Insights into Queueing Systems

Queueing systems are models used to describe processes where "customers" wait for service. These customers could be people in line at a bank, or data packets waiting to be sent over a network. The arrival of customers is often random and can be described using probability models such as the Poisson process.
In a queueing system with a Poisson process, the number of arrivals is random and occurs continuously over time. This arrival pattern is particularly common in systems where events occur independently and at a constant average rate \( \lambda \). This implies that the expected number of events happening in disjoint time periods are independent.
Queueing theory helps us model these situations to optimize service times, reduce wait times, and ensure smooth operation of a service mechanism, all of which are crucial in various industries like telecommunications and customer support.

Covariance in Poisson Processes

Covariance is a measure of how much two random variables change together. If two variables have high covariance, they tend to change in the same direction together. In the context of our Poisson-based queueing system, covariance plays a role in understanding how two time intervals are related.
In Poisson processes, we calculate covariance based on the assumption of independent increments. This means that the events (customer arrivals) in non-overlapping time intervals are independent, resulting in a zero covariance for these periods.
Precisely, for a Poisson process with rate \( \lambda \), if we have two intervals such \( X(t) \) and \( Y(s) \) which are independent increments, their covariance is:
\[ \text{Cov}(X(t), Y(s)) = 0 \]
This zero covariance is the property that allows us to substitute directly when calculating the correlation coefficient between two intervals \( X(t) \) and \( X(t+s) \).

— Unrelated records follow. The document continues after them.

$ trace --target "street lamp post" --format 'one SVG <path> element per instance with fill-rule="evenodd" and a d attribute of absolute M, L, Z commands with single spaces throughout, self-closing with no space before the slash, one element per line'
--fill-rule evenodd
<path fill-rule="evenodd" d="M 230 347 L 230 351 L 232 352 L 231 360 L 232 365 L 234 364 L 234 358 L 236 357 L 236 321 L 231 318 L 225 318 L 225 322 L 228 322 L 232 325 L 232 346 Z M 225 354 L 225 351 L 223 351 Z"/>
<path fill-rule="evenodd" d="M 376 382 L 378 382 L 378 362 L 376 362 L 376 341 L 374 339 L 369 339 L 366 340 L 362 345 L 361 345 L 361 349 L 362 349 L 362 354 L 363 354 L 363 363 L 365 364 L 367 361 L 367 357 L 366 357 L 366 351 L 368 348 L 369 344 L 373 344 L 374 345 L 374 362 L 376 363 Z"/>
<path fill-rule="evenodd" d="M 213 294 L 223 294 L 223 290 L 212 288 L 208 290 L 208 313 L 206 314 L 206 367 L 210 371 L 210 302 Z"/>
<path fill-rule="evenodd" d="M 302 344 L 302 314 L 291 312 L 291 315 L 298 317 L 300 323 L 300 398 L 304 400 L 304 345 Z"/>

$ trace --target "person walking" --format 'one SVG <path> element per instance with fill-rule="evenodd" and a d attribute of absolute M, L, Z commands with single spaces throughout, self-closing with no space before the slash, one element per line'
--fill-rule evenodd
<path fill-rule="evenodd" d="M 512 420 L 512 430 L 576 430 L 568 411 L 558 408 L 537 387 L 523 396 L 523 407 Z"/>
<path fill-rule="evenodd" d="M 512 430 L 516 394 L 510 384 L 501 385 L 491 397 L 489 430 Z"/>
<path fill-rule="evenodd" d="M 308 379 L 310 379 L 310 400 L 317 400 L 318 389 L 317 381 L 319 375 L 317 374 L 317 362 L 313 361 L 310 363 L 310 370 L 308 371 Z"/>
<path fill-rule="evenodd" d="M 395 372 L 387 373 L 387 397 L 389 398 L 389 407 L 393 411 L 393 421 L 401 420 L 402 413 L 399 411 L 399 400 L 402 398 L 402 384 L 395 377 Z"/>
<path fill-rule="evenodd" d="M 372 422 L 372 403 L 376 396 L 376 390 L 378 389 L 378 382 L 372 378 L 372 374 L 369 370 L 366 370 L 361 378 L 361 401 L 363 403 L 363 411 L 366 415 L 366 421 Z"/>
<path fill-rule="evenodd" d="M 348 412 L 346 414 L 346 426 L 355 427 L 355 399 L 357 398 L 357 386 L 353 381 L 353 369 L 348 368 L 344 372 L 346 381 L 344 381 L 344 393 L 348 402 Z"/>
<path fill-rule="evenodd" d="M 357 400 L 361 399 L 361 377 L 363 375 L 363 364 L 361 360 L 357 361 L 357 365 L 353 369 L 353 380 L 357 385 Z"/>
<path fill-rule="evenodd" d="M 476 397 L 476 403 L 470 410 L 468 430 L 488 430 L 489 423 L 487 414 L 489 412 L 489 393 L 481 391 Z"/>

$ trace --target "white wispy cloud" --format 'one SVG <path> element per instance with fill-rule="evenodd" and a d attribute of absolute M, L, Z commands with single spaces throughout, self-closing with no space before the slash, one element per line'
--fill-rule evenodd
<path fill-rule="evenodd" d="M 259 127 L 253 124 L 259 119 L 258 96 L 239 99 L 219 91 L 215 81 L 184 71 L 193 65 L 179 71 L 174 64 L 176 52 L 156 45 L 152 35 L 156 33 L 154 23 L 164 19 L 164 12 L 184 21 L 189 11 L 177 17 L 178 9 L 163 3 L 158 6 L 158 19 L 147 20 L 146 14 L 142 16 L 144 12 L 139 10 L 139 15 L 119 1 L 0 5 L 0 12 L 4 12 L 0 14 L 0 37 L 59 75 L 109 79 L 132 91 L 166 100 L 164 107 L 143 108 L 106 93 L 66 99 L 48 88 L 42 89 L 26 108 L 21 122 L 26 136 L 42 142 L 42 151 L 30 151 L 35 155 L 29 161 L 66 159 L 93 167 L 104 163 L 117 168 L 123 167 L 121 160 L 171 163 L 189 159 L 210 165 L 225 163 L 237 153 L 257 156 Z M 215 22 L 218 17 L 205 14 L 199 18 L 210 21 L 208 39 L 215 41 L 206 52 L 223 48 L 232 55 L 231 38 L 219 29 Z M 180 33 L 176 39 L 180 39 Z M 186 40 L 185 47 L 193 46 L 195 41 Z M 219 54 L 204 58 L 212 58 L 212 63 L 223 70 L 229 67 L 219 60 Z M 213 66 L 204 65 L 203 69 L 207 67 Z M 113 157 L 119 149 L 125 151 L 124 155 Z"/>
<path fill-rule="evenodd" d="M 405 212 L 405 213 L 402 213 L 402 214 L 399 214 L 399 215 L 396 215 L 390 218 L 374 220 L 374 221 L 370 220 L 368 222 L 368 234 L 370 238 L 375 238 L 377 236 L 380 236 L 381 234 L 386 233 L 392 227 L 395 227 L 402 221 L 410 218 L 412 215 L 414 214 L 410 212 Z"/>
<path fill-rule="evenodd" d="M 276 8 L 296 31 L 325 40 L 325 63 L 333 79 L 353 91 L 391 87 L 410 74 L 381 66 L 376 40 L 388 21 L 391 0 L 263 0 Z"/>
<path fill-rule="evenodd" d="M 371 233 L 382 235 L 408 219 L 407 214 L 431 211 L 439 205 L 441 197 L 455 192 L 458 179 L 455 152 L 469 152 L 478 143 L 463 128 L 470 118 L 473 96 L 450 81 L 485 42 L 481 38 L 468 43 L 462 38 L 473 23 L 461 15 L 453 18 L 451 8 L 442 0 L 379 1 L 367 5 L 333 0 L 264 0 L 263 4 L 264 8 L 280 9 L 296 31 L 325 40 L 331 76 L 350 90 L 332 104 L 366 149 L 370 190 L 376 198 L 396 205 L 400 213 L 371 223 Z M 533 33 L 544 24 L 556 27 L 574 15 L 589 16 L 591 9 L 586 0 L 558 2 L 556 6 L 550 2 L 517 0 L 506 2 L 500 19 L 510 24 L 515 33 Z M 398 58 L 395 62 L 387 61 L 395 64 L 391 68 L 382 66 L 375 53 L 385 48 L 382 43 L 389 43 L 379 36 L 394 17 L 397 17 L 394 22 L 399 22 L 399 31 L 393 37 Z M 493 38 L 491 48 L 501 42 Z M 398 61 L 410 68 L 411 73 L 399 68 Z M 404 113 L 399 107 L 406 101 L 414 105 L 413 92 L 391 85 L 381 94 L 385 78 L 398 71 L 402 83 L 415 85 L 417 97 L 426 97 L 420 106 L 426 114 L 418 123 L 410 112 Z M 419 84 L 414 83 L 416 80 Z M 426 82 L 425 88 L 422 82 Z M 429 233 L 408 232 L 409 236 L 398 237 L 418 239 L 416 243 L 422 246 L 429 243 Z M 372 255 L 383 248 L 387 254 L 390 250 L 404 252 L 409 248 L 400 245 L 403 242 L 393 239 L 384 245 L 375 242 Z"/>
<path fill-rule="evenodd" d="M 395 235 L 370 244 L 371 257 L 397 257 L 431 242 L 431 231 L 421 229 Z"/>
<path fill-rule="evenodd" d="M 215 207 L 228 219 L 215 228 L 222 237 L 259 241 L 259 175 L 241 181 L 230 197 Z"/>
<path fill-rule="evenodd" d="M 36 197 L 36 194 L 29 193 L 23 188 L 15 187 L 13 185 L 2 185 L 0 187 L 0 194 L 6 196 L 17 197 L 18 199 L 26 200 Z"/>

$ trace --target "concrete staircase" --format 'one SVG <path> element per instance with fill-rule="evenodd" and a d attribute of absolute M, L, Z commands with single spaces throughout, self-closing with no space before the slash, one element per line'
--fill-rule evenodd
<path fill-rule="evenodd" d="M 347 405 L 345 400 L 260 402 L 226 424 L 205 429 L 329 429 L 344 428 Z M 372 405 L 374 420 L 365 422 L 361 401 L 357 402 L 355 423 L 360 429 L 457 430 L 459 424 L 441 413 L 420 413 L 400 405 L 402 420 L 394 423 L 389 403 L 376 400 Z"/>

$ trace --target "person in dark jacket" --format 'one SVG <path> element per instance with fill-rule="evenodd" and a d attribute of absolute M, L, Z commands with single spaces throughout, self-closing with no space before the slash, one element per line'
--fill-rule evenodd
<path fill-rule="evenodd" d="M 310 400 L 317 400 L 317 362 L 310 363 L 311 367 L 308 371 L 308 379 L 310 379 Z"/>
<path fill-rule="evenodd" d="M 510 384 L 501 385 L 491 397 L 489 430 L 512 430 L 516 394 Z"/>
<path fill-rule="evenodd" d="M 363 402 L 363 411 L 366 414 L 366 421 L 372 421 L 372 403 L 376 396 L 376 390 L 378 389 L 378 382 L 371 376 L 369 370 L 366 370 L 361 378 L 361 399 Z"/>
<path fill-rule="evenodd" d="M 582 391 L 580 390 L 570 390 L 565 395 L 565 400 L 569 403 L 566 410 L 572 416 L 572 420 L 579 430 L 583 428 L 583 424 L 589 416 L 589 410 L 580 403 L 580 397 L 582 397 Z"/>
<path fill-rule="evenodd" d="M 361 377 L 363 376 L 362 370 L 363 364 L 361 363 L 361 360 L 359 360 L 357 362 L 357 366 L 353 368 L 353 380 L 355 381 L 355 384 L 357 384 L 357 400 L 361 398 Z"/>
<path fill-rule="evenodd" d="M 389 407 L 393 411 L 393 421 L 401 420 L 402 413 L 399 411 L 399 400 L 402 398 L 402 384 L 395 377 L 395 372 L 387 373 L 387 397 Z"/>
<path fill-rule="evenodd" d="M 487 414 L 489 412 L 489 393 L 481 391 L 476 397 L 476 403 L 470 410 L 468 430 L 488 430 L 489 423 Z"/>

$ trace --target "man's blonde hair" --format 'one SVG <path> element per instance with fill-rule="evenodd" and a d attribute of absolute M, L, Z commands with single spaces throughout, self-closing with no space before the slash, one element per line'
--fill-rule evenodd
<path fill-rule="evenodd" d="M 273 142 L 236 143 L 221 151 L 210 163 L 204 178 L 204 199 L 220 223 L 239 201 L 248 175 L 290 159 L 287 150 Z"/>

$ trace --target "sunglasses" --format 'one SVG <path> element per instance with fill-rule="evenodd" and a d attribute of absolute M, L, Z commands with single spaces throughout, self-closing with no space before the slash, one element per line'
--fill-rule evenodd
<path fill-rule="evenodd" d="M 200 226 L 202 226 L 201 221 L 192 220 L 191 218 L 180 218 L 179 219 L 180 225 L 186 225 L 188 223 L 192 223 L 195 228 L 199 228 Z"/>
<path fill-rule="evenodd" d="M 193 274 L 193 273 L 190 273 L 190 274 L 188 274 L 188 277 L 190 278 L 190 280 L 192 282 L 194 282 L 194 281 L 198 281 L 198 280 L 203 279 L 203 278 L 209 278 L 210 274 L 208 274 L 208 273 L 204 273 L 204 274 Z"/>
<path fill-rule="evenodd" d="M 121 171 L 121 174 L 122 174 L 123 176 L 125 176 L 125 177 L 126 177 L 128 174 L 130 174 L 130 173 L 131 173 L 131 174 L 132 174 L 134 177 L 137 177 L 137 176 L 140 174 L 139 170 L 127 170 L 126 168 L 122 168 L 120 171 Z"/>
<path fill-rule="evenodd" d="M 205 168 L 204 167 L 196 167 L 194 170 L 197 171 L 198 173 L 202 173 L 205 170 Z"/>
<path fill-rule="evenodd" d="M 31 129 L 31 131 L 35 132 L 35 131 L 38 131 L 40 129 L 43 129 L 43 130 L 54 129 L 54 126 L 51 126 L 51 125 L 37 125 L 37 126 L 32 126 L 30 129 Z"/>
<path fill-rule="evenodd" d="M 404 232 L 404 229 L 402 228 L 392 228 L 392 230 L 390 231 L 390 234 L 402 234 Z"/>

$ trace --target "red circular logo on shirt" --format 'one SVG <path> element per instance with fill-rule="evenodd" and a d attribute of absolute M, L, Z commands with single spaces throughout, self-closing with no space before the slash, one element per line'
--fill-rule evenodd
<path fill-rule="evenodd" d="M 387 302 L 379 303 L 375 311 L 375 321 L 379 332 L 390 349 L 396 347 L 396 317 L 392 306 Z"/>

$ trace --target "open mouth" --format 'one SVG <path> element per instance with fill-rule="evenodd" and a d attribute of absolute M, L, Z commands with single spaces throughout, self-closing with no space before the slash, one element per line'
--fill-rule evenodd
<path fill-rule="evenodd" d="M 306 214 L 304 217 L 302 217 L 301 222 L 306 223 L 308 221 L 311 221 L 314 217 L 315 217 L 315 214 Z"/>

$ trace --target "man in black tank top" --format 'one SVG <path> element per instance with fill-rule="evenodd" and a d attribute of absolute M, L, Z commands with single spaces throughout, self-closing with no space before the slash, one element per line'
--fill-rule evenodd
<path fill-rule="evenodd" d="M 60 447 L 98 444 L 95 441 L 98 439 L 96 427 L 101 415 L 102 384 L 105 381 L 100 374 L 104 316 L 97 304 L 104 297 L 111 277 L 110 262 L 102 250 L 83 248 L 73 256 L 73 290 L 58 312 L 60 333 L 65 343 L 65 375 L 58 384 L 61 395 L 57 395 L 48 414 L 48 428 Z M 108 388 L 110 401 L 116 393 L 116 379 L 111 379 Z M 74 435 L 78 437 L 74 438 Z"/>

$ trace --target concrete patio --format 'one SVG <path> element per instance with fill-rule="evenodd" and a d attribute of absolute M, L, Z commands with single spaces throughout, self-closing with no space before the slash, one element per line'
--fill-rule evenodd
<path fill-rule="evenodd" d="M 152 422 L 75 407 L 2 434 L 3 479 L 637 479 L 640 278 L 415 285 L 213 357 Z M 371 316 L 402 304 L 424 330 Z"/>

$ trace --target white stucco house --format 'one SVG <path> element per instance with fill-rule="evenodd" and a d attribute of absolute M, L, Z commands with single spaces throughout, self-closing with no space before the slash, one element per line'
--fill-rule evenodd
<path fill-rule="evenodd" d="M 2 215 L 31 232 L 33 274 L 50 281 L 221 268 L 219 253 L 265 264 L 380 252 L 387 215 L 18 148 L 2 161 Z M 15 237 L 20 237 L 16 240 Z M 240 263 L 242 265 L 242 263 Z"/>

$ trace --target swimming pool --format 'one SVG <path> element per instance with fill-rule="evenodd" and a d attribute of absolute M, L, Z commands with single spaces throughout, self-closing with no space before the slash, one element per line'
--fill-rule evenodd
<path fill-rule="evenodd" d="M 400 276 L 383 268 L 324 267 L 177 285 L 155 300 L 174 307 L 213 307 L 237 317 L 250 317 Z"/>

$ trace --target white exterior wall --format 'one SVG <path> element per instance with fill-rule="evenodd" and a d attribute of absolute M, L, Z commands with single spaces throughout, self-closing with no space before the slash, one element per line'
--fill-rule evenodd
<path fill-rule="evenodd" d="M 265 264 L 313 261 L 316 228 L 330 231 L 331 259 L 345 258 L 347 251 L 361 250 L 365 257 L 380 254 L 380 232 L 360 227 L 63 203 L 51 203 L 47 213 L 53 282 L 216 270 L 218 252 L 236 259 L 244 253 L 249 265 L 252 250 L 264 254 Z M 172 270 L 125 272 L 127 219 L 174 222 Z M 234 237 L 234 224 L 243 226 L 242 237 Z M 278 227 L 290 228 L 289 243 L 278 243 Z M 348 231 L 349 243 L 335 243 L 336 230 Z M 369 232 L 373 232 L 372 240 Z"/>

Role of Independent Increments

Independent increments are a core concept in Poisson and many other stochastic processes. They refer to the idea that events occurring in non-overlapping time intervals do not affect each other, meaning the arrival during one interval does not influence the number of arrivals in another.
For our queueing system, this principle simplifies analysis since it implies that arrivals in different intervals can be considered separately when calculating probabilities and statistics. It holds that:

• For any two intervals \( (0, t] \) and \( (t, t+s] \), the number of arrivals is independent.
• Covariance between independent increments is zero, i.e., \( \text{Cov}(X(t), Y(s)) = 0 \).

Understanding independent increments is pivotal as it impacts how we compute other measures like expectation, variance, and ultimately the correlation coefficient. The independence of increments is what makes the Poisson process both practical and powerful for modeling many real-life situations where phenomena occur randomly yet with a predictable average rate.